On perçoit différemment le 9 mai selon que l'on soit Russe de Moscou, Russe de Lettonie ou encore Letton, explique le journal Latvijas avīze :

«A Moscou, la victoire de 1945 a désormais une portée mystique - la monstrueuse Allemagne nazie n'a plus été vaincue par l'Union soviétique et par le peuple soviétique, mais par la Russie, grâce à son esprit et à sa grandeur. A Riga, le 9 mai est abondamment fêté par la minorité russe ces dernières années. La plupart des prétendus anciens combattants de la Seconde Guerre mondiale sont déjà morts. Les centaines de milliers de personnes qui se réunissent devant le monument commémorant la victoire soviétique à Riga signalent leur joie d'être aussi nombreux dans la capitale lettonne, d'avoir pour maire un membre de leur communauté et de pouvoir s'en sortir au quotidien sans avoir à connaître la langue lettonne.
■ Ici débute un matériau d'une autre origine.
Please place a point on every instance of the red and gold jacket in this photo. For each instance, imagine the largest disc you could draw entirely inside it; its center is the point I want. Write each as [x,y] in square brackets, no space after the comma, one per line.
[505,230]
Du côté des Lettons, on considère que cette journée marque la fin d'une période d'occupation et le commencement d'une autre.»

Diena (LV) /

Une perception faussée de la Seconde Guerre mondiale

Dans le journal Diena, le Premier ministre letton s'inquiète de voir la Seconde Guerre mondiale abordée de façon de plus en plus superficielle et indifférenciée :

«Il est désolant de voir que l'histoire de la Seconde Guerre mondiale est lentement absorbée par la culture populaire : jeux vidéos, BD, films d'aventure et nombreuses autres choses qui enthousiasment nos jeunes et que l'on peut toujours reprendre du début, en appuyant par exemple sur la touche 'restart'. Or l'histoire ne dispose pas de touche 'restart'. L'histoire nous enseigne que l'on peut assister à l'émergence d'idées populistes et totalitaires. A l'émergence d'une idéologie dont l'étape initiale consiste à diviser les gens en personnes dignes et indignes de vivre. Et dont l'étape suivante consiste à exterminer ceux que cette idéologie a jugé indignes d'exister.»